This question is regarding the Ender's Game movie.
After Ender returns to Earth and Valentine encourages him to continue, he travels to the former Formic colony on the planet Shakespeare, where he continues his training with ever more complicated and realistic battle scenarios. All of this training is done in a holographic simulation room.
After his final test, it's revealed that...
...the final simulation actually was real, and that he had just destroyed the Formic homeworld
But what about the previous tests? Was this happening all along, or was the final test unique in this regard?
While I was watching the movie, I was thinking all the time that the simulations were very detailed, considering how little they said they knew about the Formics.
Answer
Novel Series
The source novel is pretty clear on the sequence of events.
- When Ender arrives on Eros, he's placed into a flight simulator and learns how to control a single fighter until he reaches a point where he's effectively mastered the simulation. This takes approximately one month.
"Is that all the simulator does?" [said Ender]
"Is what all?"
"The way it plays now. It's easy, and it hasn't got any harder for a while."
- He is then reunited with his toon leaders from Battle School and learns how to control a fleet of ships as Fleet Commander. We learn that they've been training on their own for around three months. He spends a further three weeks training with his troops until he (and they) reach a point where they've effectively mastered the simulation.
The trust was complete, the working of the fleet quick and responsive..."You match them [the buggers], Ender. You're as fast as they are"
- Ender is then told (by Mazer) that they will be entering a new phase of training where Mazer will personally be in charge of programming the Bugger fleet.
This is a lie. At this point, he assumes control of the real invasion fleet.
"So, Ender, we will now begin your education. We have programmed the computer to simulate the kinds of situations we might expect in encounters with the enemy. We are using the movement patterns we saw in the Second Invasion. But instead of mindlessly following these same patterns, I will be controlling the enemy simulation. At first you will see easy situations that you are expected to win handily. Learn from them, because I will always be there, one step ahead of you, programming more difficult and advanced patterns into the computer so that your next battle is more difficult,
At the end of the book, the switch is made explicitly clear to him by Mazer:
"Ender, you never played me. You never played a game since I became your enemy." Ender didn't get the joke. He had played a great many games, at a terrible cost to himself. He began to get angry. Mazer reached out and touched his shoulder. Ender shrugged him off. Mazer then grew serious and said, "Ender, for the past few months you have been the battle commander of our fleets. This was the Third Invasion. There were no games, the battles were real, and the only enemy you fought was the buggers. You won every battle, and today you finally fought them at their home world, where the queen was, all the queens from all their colonies, they all were there and you destroyed them
Film
The sequence of events in the film is slightly different. The simulated battles (and his conversation with Mazer) aren't shown. As soon as Ender arrives, he's given immediate command of the fleet.
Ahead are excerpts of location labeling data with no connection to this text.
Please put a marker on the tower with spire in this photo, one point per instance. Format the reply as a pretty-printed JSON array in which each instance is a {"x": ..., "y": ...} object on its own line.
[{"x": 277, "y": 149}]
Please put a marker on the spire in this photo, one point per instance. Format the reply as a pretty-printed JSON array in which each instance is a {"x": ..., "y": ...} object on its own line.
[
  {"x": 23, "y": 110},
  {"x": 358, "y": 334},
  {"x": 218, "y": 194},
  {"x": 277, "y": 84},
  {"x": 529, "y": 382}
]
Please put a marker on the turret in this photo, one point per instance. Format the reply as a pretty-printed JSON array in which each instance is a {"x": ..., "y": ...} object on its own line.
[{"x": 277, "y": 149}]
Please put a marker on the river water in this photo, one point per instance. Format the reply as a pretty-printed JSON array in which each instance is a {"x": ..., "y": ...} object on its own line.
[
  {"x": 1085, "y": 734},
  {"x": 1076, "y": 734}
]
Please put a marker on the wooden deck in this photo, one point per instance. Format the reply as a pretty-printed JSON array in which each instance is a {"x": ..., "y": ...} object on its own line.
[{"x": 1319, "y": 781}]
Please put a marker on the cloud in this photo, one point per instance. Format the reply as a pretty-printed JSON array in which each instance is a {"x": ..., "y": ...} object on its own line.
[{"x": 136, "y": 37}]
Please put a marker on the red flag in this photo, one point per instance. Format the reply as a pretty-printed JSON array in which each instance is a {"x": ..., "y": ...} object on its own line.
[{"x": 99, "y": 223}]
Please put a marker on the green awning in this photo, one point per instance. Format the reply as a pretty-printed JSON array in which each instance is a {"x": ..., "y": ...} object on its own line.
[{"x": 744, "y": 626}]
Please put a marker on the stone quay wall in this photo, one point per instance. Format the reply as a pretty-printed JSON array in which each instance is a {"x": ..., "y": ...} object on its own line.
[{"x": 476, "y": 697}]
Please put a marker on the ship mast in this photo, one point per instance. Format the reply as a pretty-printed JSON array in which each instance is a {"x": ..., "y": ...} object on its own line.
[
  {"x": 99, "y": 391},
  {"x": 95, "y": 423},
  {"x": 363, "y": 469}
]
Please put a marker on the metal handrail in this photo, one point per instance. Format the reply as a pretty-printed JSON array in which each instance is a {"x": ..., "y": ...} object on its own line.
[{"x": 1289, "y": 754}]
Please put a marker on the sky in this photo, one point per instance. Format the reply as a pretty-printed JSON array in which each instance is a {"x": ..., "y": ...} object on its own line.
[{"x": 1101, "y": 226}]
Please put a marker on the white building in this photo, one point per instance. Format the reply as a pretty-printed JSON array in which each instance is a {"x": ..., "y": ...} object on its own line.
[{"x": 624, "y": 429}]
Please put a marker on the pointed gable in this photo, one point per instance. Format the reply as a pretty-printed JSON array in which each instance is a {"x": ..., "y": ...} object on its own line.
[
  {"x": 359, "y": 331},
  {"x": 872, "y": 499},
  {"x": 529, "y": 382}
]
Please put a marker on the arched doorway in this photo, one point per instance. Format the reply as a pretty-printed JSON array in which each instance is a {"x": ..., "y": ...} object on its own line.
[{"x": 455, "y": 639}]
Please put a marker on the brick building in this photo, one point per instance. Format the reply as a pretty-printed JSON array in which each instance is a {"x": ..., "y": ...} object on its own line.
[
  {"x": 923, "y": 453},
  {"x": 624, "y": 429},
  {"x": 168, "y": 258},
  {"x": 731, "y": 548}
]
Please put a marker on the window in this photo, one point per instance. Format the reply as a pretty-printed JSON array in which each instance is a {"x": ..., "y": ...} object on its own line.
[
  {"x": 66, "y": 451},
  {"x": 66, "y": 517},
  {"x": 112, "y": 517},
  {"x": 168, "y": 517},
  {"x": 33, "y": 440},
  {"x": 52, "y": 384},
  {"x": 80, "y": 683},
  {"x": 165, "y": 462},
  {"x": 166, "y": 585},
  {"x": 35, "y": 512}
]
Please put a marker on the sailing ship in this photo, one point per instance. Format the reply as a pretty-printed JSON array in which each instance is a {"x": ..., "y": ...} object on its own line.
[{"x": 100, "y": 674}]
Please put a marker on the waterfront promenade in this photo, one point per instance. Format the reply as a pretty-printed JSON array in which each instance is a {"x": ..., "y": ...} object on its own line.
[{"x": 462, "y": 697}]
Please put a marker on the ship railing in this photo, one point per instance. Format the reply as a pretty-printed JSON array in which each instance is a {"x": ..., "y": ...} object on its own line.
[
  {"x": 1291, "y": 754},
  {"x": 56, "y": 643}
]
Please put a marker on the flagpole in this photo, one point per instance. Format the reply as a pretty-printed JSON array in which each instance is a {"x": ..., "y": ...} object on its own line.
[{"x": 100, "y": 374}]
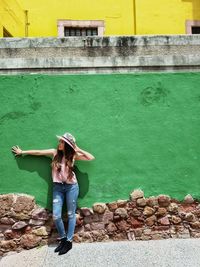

There is a sequence a few minutes into his "training" where he is given a dressing-down by Mazer and Graff for allowing too many losses in an engagement.
Mazer : "you can't absorb these kinds of losses. War isn't a game where you get to reboot and start over".
The obvious implication is that by this point, he's fighting with real ships and Mazer is upset about the implication of Ender treating the simulation too casually, failing to preserve his (real flesh and blood) troop's lives.